Belarus: Belarusian history links a dismal present to a more encouraging past
Belarus's election. Archive 13.09.2001. From The Economist print edition
There are few better antidotes to despair in Eastern Europe than an old town soaked with good ideas from long ago. Even in the darkest years of communist rule, Czechs, Poles, Balts and others could take comfort from the visible signs of happier days. That is much harder for the 10m people of Belarus, who face five more years of stagnation and autocracy under their newly re-elected president, Alexander Lukashenka. On September 9th he claimed an implausible 76% of the vote in a presidential election that western observers say fell well short of international standards of fairness.
Compared with its western neighbours, Belarus often seems a featureless country, both aesthetically and in national character. What two world wars did not destroy was mostly rounded off by Soviet planners and russifiers. Belarus managed barely nine months of independent statehood in 1918-too short to sustain the patriotic zing that helped other East Europeans to shake off Communist rule.
History helps answer two depressing questions. First, why do so many Belarusians-perhaps more than half of them-genuinely think that an autocratic regime based on a bullying personality cult is so fine? After all, even allowing for the election's unfairness, a lot of Belarusians plainly do like Mr. Lukashenka. Second, why are the disgruntled rest, who broadly oppose his style of rule, unable to do anything about it? Even in a fair election Uladzimir Hancharyk, the main opposition candidate, who was officially credited with 15% of the vote, would probably have fared less than brilliantly. Opposition demonstrations against the election-rigging have already fizzled out.
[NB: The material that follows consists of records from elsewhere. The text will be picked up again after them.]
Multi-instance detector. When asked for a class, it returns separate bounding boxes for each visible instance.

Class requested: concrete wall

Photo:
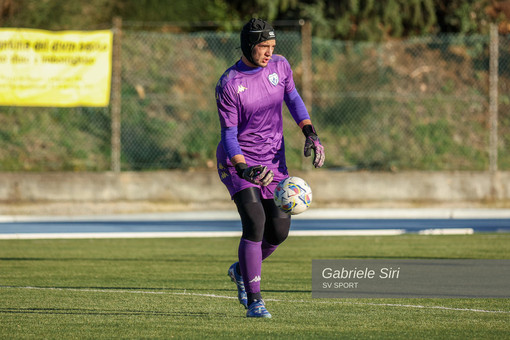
[0,169,510,204]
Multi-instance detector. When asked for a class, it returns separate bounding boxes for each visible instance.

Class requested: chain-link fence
[0,23,510,171]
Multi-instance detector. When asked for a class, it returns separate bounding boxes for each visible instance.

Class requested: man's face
[252,39,276,67]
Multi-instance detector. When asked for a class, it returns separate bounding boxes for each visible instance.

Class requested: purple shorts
[217,143,289,199]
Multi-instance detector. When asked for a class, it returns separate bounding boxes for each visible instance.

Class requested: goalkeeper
[216,19,324,317]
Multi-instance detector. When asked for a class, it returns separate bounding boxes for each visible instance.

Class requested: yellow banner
[0,28,113,107]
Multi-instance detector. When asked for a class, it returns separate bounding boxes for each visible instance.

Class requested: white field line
[0,286,510,314]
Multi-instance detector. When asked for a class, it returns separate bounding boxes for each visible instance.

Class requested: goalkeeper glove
[235,163,274,186]
[302,125,325,168]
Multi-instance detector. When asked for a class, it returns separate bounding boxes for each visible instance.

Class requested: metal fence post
[111,17,122,172]
[489,23,499,199]
[489,23,499,172]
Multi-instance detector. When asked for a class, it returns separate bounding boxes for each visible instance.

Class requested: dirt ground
[0,201,510,216]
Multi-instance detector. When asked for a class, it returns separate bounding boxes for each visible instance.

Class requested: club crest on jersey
[268,73,279,86]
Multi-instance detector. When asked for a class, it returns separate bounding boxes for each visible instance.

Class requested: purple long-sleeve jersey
[216,55,295,169]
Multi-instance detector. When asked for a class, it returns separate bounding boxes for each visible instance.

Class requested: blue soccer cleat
[228,262,248,308]
[246,300,271,318]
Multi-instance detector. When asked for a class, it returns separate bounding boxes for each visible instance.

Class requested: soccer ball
[274,177,312,215]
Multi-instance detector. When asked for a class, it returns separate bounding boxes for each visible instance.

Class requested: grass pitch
[0,234,510,339]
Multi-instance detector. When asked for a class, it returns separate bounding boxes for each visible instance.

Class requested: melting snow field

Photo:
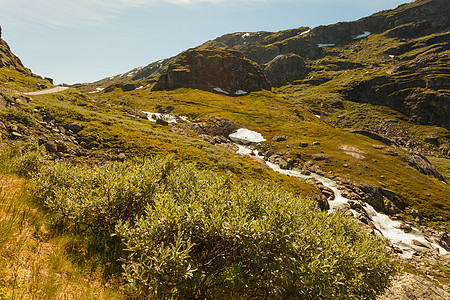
[213,88,230,95]
[234,90,248,95]
[300,29,311,35]
[234,142,449,258]
[229,128,265,144]
[353,31,370,40]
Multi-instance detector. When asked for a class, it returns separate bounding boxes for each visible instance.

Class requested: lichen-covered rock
[264,53,308,86]
[152,48,271,94]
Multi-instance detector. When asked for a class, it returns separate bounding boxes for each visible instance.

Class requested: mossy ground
[0,175,122,299]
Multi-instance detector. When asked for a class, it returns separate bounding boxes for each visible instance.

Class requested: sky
[0,0,411,84]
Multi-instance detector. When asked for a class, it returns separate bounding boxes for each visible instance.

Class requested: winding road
[21,86,68,96]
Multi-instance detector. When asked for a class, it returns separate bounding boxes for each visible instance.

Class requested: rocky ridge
[152,48,271,95]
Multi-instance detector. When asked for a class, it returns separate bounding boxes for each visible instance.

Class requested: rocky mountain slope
[0,0,450,299]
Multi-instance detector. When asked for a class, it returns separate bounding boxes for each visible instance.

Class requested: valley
[0,0,450,299]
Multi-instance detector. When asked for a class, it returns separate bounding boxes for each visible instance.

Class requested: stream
[236,130,449,258]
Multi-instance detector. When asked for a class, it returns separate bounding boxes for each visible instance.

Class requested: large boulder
[152,48,271,94]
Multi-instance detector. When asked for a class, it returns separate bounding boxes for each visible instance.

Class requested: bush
[0,142,48,177]
[32,158,178,235]
[29,156,394,299]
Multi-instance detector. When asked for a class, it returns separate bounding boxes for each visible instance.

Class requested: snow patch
[300,29,311,35]
[236,145,449,258]
[229,128,266,144]
[236,145,253,155]
[234,90,248,95]
[213,88,230,95]
[317,44,336,48]
[353,31,370,40]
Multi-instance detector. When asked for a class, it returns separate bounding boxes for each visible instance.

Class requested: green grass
[0,175,122,299]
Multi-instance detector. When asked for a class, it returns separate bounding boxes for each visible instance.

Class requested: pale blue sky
[0,0,409,84]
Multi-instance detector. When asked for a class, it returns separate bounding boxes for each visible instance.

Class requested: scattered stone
[411,240,431,249]
[311,154,331,161]
[272,135,286,142]
[11,131,23,139]
[400,223,412,233]
[65,122,84,133]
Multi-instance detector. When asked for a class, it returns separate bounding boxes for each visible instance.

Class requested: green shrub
[33,154,178,235]
[117,165,394,299]
[29,156,394,299]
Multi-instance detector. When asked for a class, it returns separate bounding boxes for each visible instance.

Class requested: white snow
[229,128,265,144]
[353,31,370,40]
[144,111,177,123]
[236,144,253,155]
[364,204,448,258]
[236,145,449,258]
[300,29,311,35]
[317,44,336,48]
[234,90,248,95]
[213,88,230,95]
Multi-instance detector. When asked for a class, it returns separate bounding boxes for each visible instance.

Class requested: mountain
[0,27,31,75]
[0,0,450,299]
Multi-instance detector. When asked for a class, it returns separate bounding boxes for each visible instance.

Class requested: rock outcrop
[152,48,271,95]
[0,27,31,75]
[264,53,308,86]
[347,51,450,129]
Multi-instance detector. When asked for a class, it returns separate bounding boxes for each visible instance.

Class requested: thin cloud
[0,0,265,27]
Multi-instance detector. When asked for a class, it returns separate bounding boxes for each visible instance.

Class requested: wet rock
[269,154,294,170]
[44,141,58,153]
[377,274,450,300]
[216,143,239,153]
[400,223,412,233]
[311,154,331,161]
[438,232,450,251]
[294,109,305,121]
[272,135,286,142]
[11,131,23,139]
[156,118,169,126]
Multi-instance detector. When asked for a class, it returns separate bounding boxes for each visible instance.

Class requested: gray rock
[156,119,169,126]
[11,131,23,139]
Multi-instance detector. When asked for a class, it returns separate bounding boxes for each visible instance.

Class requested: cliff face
[153,48,271,93]
[0,27,31,75]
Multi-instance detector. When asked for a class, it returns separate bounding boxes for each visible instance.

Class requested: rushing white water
[237,145,449,258]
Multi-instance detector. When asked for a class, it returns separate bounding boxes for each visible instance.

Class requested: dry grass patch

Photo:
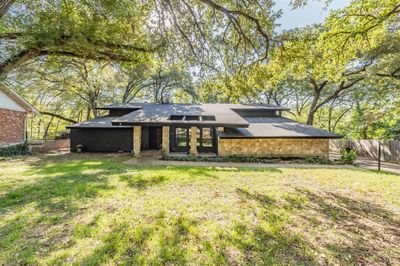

Travel around a bit, and answers emerge. For a start, the third of the country that used to be part of Poland has at least a dim recollection of a fairer and more prosperous life. "Those were the good times," says a crone selling apples on polling day outside the 15th-century Mir Castle, one of the country's few surviving historic buildings, 95km (60 miles) west of Minsk. Unprompted, she starts reciting a liturgy in creaky, heavily accented Polish. Western Belarusians are more likely to look west for democratic inspiration.
In contrast, it was typical that the man probably best able to oppose or expose the ballot-rigging, Russia's top election official and observer-in-chief, Alexander Veshnyakov, was enjoying a leisurely, liquid snack with local nabobs inside the castle, well away from the flimsy, easily-stuffed ballot boxes and official intimidation that blighted the election. Sure enough, his team of observers said they found nothing to worry about.
Patriotic Belarusians have little reason to like the 20-odd years of Polish rule in the west of their patch before the second world war, even though the eastern chunk, under Soviet rule, fared incomparably worse. Bitter memories of forced polonisation have faded, though: now the Poles are useful allies in the broad democratic coalition that Mr. Lukashenka defeated. In the north-western town of Hrodna (Grodno), for example, the strongest element of the opposition is the Union of Poles. Denying the official charge that it encourages separatism, it demands more Belarusian and less Russian in schools.
Really comforting memories, though, mean going back not decades but centuries. Travel another 50km westwards from Mir, and you come to Navahrudak, a town which for symbolic importance in Belarus is something like Shakespeare's Stratford and Magna Carta's Runnymede combined. A mere 700-odd years ago, it was the capital of the Grand Duchy of Lithuania and Rus (Ruthenia), its Slav-speaking chunk. Later, when the grand dukes moved to Vilnia (Vilnius), capital of present-day Lithuania, the court at Navahrudak had a Europe-wide reputation for fairness. The grand dukes compare well with the current rulers of Belarus on matters such as religious tolerance and the rule of law. At its peak, the country was a superpower stretching from the Baltic down to the Black Sea. It can be argued that its official language was indeed an archaic form of contemporary Belarusian. A popular opposition calendar features the greatest grand duke, Vitaut, who reigned from 1392 to 1430.
But there is a more modern source of inspiration in Navahrudak too: as the home of Adam Mickiewicz (1798-1855), a poet who embodies the values of the Enlightenment-freedom, reason, supranationality. "A symbol of everything good that we want," says Tatiana Tsaryuk, a local Belarusian opposition campaigner. Using Mickiewicz as a symbol of Belarusian patriotism is a bit of a stretch: he wrote in Polish, though one of his most famous works (confusingly) begins "Lithuania, my fatherland", and the Poles consider him their own national poet. It is a fair bet that most Belarusians are only dimly aware of him, even less so of Belarus's distant but glorious past when it was part of Lithuania. Official propaganda still overwhelmingly stresses history's Soviet version: Belarus as a grateful partner of big brotherly Russia.
Most Belarusians in opposition hope that, as the economy declines and the docile Soviet-minded generation dies off, people may start thinking differently, not just about politics and history. But some fear that a few more years of Mr. Lukashenka will see Russia gobble their country up. That, they recall, was roughly what happened to the remains of the grand duchy. And Mickiewicz died in exile.